目の前にいるのはそういう相手だ。間違っても倒せるような相手じゃ無い。金太郎なら別かもだがあいにく鉞を持っている訳でも相撲自慢という訳でも無い。
「勿論、お主が素手で倒せるとは思ってないさ」
少し自慢げな顔をしながらシキは懐に手を突っ込み何かを探し始めた。時代劇なんかで懐から取り出すようなところを見たことがあるけど、まさかリアルで見ることになるとは。
「……で、なに探してるの?」
「あれぇ?ここにしまったような………」
某猫型ロボットのように懐をまさぐり、袖をパタパタ、自分の尻尾を追いかける犬のようにくるくると。
明らかにとっておきがあるように見せていただけに格好が悪い。
先ほどまでの自信はどこかに飛んでいってしまったようで、冷や汗を掻きながら今にも泣きそうな子供のようだ。
「あぁもう、仕方ない」
まだ見つからないらしい様子のシキを両手で掴む。ちょうど、たかいたかいをするような体勢をとる。
すると急に持ち上げられたからかきょとん、とした表情をするシキは少し合間を開けて俺の意図を理解した。
「ま、待て!?」
「ほら、ジャンプしろぉ!!」
ジャンプして小銭持ってないか確認するアレ。一回やってみたかったんだよな。
「!?〜〜!」
しばらくお洒落なバーのマスターのようにシキをシェイクしていると、
「何だこれ」
和服の中から数枚中身がひらひらと落ちてきた。
目を回しているシキを置いて紙を拾ってみると墨で文字が書かれていた。
達筆すぎてよく読めないがおそらく日本語、そして俺はこの字を書いた人物を知っている。
「そ、それは、レイジが残した符、だ。中には奴の込めた術が入っている、から、それを使え」
フラフラと千鳥足ながらいつのまにか立ち上がっていたシキが俺の持っていた紙の一つを摘み取る。

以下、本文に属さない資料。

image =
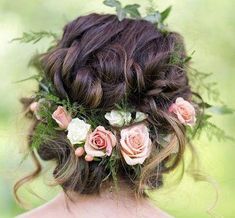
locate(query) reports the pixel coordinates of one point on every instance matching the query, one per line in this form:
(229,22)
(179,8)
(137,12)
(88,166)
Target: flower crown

「魔力を込めれば勝手に術が出る仕組みになっている。中に何が込められているかは儂にも分からん。が、クマ程度なら倒せる………と思う、たぶん」
「ものすごく不安なんだけど!?」
「知らんもんは仕方ないだろう!?えぇい、さっさとあのクマ倒して来い!出ていくにしてもここに残るにしても始まらんぞ!………うぷっ気持ち悪いぃ」
◆◇◆
今にも吐きそうな様子のシキから受け取った紙を合わせて全部で五枚か。本当に倒せるのか……?
玄関から出て正面、鳥居の周りを奴はウロウロしている。距離は大体三十メートルくらいか?車並みの速さで走るらしいクマは一瞬で目の前まで来るだろう。
シキのアレに賭けるしかないのが不安ではある、けどやるしかない。
「おーい!こっちだ!!」
きっと俺の言葉の意味は理解していないだろう。しかし、返事をするかのようにクマは一度だけ吠えてこちらを視界に収めた。
そして、俺とその背後にある玄関を丸ごと突き破る勢いで加速を始めた。
(まだ、まだだ)
既に十五メートル
(まだか)
十メートル
(まだなのか!?)
クマの前足が俺に届く程に近づいた、その時だった。突然、クマが電気柵に引っかかったように後ろにのけ反り、そのまま尻餅を着いた。
クマがぶつかったのは家に張られたシキの結界。本来なら、所有している土地つまり鳥居辺りまであるらしいのだが、力が弱まったせいで玄関ギリギリまでしか広げられなかった。
おかげでクマに殺されるギリギリまで我慢するしかなったけどーーー
「よし、これでトドメだ!」
紙をクマの額辺りに近づけ魔力を込める。すると、紙が一人でに浮かび上がり淡く青い光を放つ。
そうして紙から程よく優しい勢いで綺麗な水が飛び出して地面を濡らし、染み込んだ土は美味しそうに飲み干して跡形もなく元に戻った。
って待て待て待て!?
「使えねぇ!?これじゃただの水やりだぞ!他のは!?」
他の紙からは心地よい温風が吹き、硬い地面を程よく耕された畑のような土に変え、マッチの程度の火を灯した。
そうして残った最後の一枚は………白紙だった。
(やばい!アイツが立ち上がる、何かないか何か!)
尻餅をついていたクマはいつの間にか二足歩行になり、俺の二倍はあろうかという身体を見せつけてきた。
そして、左手を振り上げ俺へと振り下ろす。だが、シキの結界にはじかれ少しよろけた。
『あと三発が限度だと思え!』
頭の中にシキの声が響く。よく見れば結界の壁にヒビが入っている。だが、既に俺ができる攻撃は全て使い切った。先の四枚は勝手に燃えて炭になっている。もう一度はないらしい。最後に残ったのはまだ何も書かれていない紙が一枚。
(そういえば爺さんと昔習字をした事あったな。そうだあの時教わった奴、もしかしたら)
筆はない、墨もない。今すぐ家に引き返しても間に合うかどうか。
今この場で何とかしなければならなかった。
極限の状況下、一瞬の思考の末俺は頬にある傷を人差し指で拭う。指の先には赤い塗料が。
迷いはなく、一筆書きの要領で爺さんのことを思い出しながら文字を書いた。
『もう、限界……』
既に衝撃が五回、どうやらシキも無理してくれたらしい。ガラスが割れるような音と共にクマと俺の間の結界はなくなった。
クマは六度目の振り下ろしを実行、視界に影が落ちた。あと数秒で裂かれる。
だが、
「俺の方が速い!」
クマと俺の間に滑り込むように飛んできた符が淡く光るのとほぼ同時、クマの体は真っ二つに切り裂かれた。